All data is stored locally at ~/.occasio/:

~/.occasio/
  pipeline-events.jsonl        # tamper-evident audit chain (SHA-256 linked)
  policy.yml                   # active policy
  session.json                 # current run_id, totals
  logs/YYYY-MM-DD.jsonl        # per-request log
  baseline/<cwd-hash>.json     # per-project behavior baseline (opt-in)

The audit-chain row schema is documented in docs/AUDIT.md. Each row carries prev_hash and hash (SHA-256 hex), with the first row chained from a fixed GENESIS sentinel (64 zeros). occasio audit verify and docs/audit_walker.py are independent implementations of the walker.


Demos

  • EDR defense-in-depth — real Claude Code attacking a denied path under your policy, all blocks held, EDR fires HIGH ×100–×1000 over baseline. Reproducible in <2 minutes.
  • Reference Pipeline — PR with AI-agent → GitHub Action signs attestation via Sigstore keyless → Check Run on the PR → independent verification offline.
  • Cross-protocol governance — the same deny_paths rule producing identical BLOCK rows under Claude Code's HTTP proxy and the MCP server.

Reference


Requirements

  • Node.js ≥ 18
  • Claude Code (npm install -g @anthropic-ai/claude-code) — or any agent that respects ANTHROPIC_BASE_URL
  • Python 3 (optional) — required for the independent verifier and LAO context trimming
  • sigstore-python (optional) — adds the cryptographic Sigstore step to the Python verifier

License

Occasio is open source under the Apache License 2.0, including an explicit patent grant for safe enterprise use.
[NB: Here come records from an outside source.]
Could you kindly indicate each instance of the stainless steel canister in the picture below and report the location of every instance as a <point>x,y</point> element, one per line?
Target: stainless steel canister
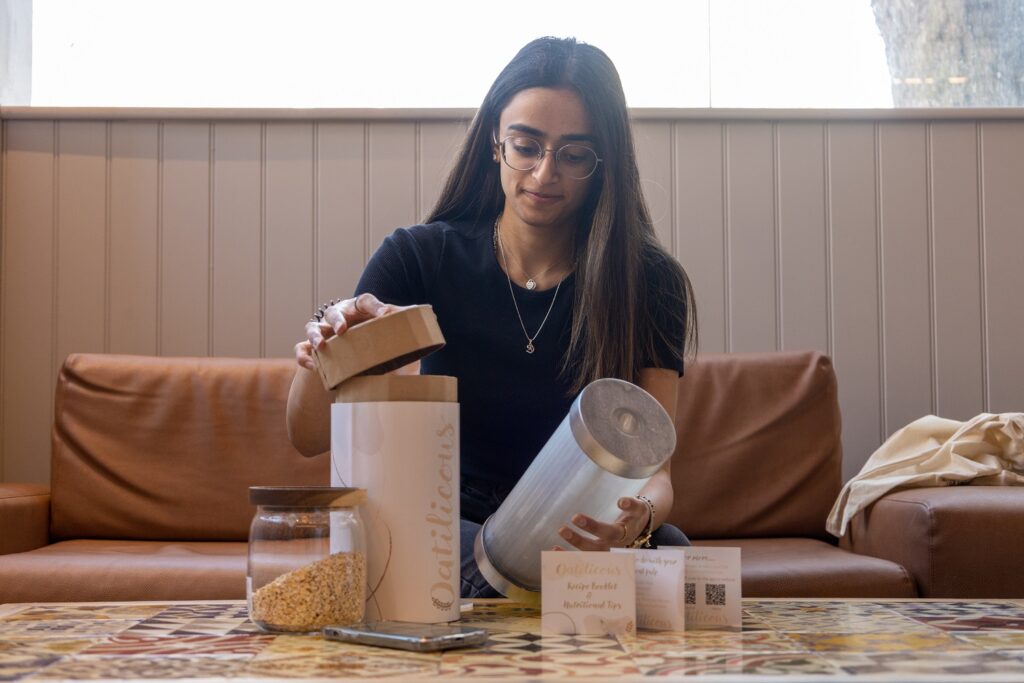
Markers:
<point>613,439</point>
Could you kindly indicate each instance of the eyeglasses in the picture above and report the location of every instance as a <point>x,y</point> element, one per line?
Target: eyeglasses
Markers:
<point>523,154</point>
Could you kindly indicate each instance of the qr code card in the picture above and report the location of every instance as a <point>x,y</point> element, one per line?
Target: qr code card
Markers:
<point>713,590</point>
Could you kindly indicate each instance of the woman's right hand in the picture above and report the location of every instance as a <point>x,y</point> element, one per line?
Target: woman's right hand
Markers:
<point>337,318</point>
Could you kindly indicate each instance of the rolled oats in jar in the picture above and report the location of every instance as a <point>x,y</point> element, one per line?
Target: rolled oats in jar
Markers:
<point>307,563</point>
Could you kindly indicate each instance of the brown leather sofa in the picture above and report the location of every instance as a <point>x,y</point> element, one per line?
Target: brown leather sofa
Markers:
<point>153,457</point>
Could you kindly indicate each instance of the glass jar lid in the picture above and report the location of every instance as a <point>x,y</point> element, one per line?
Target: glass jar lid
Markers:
<point>307,497</point>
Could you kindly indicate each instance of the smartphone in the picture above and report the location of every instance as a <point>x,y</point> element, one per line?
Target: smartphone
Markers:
<point>408,635</point>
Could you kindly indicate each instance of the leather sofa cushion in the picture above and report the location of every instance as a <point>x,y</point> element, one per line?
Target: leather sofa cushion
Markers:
<point>758,451</point>
<point>810,568</point>
<point>165,449</point>
<point>25,516</point>
<point>97,570</point>
<point>957,542</point>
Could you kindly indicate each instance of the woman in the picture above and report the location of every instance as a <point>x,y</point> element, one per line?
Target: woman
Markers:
<point>545,273</point>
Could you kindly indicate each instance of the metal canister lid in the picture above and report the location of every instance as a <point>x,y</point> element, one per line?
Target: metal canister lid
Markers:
<point>623,428</point>
<point>379,345</point>
<point>307,497</point>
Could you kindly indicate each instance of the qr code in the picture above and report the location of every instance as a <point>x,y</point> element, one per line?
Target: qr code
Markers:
<point>715,594</point>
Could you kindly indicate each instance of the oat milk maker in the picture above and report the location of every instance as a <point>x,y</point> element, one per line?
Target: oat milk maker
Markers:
<point>613,439</point>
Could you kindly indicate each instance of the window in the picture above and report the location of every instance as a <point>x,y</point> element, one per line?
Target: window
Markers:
<point>670,53</point>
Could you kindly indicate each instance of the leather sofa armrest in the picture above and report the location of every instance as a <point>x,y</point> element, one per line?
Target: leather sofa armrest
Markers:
<point>25,517</point>
<point>956,542</point>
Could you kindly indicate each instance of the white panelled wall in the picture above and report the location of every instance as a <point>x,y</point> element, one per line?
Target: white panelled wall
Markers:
<point>894,245</point>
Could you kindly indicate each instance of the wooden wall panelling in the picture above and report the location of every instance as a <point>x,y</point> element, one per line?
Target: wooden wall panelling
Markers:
<point>754,323</point>
<point>341,208</point>
<point>700,240</point>
<point>238,240</point>
<point>654,150</point>
<point>81,238</point>
<point>1003,166</point>
<point>906,282</point>
<point>132,256</point>
<point>289,256</point>
<point>957,327</point>
<point>853,226</point>
<point>438,142</point>
<point>391,178</point>
<point>29,325</point>
<point>804,278</point>
<point>184,240</point>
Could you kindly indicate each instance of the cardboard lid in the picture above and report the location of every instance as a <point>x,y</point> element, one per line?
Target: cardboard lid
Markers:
<point>379,345</point>
<point>372,388</point>
<point>306,497</point>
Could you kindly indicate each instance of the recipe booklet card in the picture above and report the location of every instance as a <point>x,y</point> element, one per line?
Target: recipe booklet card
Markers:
<point>713,589</point>
<point>660,588</point>
<point>588,593</point>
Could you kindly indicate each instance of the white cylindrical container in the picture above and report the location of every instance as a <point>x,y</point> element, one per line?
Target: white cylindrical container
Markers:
<point>404,452</point>
<point>613,439</point>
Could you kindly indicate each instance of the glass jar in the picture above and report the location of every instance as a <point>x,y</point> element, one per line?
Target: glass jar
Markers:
<point>307,561</point>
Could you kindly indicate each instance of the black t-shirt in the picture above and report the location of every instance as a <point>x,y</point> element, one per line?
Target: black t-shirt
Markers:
<point>511,400</point>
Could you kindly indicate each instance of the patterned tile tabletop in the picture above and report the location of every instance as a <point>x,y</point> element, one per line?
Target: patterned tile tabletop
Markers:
<point>865,640</point>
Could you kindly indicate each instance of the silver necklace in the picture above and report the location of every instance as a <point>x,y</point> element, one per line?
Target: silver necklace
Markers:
<point>529,340</point>
<point>530,280</point>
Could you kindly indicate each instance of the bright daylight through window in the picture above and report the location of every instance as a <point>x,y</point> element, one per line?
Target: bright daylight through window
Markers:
<point>671,53</point>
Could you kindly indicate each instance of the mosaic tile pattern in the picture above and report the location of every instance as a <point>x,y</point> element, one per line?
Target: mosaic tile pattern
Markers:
<point>869,640</point>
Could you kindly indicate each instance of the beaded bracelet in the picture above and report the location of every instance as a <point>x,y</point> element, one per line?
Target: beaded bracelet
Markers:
<point>318,315</point>
<point>643,541</point>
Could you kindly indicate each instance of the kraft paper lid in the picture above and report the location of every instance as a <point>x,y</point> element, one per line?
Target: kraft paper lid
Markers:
<point>373,388</point>
<point>379,345</point>
<point>307,497</point>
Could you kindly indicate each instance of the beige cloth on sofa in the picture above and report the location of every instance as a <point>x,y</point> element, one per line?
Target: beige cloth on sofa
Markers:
<point>987,450</point>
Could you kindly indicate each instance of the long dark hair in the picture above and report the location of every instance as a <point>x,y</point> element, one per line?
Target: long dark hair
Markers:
<point>613,327</point>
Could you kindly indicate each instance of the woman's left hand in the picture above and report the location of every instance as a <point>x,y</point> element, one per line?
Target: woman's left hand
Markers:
<point>619,534</point>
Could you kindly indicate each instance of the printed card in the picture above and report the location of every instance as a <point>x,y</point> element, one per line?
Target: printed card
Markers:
<point>660,578</point>
<point>588,593</point>
<point>713,590</point>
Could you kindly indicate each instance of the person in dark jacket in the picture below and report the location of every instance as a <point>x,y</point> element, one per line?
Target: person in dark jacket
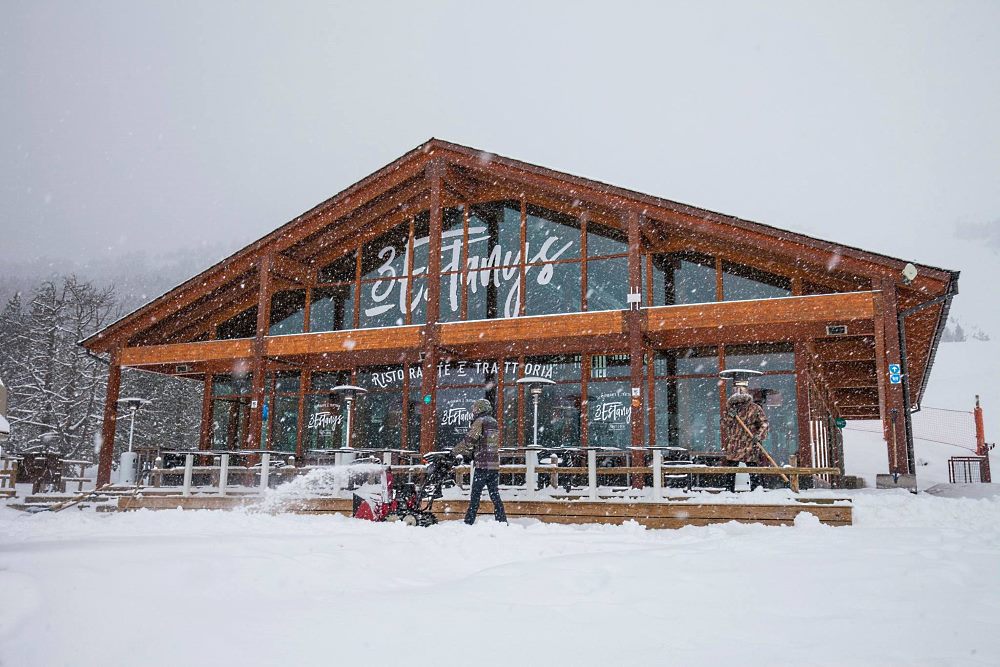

Versions 0.6.6 and earlier were released under the MIT License and remain MIT in perpetuity for those releases.

Contributions are accepted under Apache-2.0; please sign off your commits per the DCO (git commit -s).

About

Cryptographically verifiable behavioral attestation for AI coding agents — tool-call interception, policy enforcement, tamper-evident audit chain, Sigstore-signed in-toto attestations, windowed EDR detection. Same engine for Claude Code, MCP, and Computer-Use.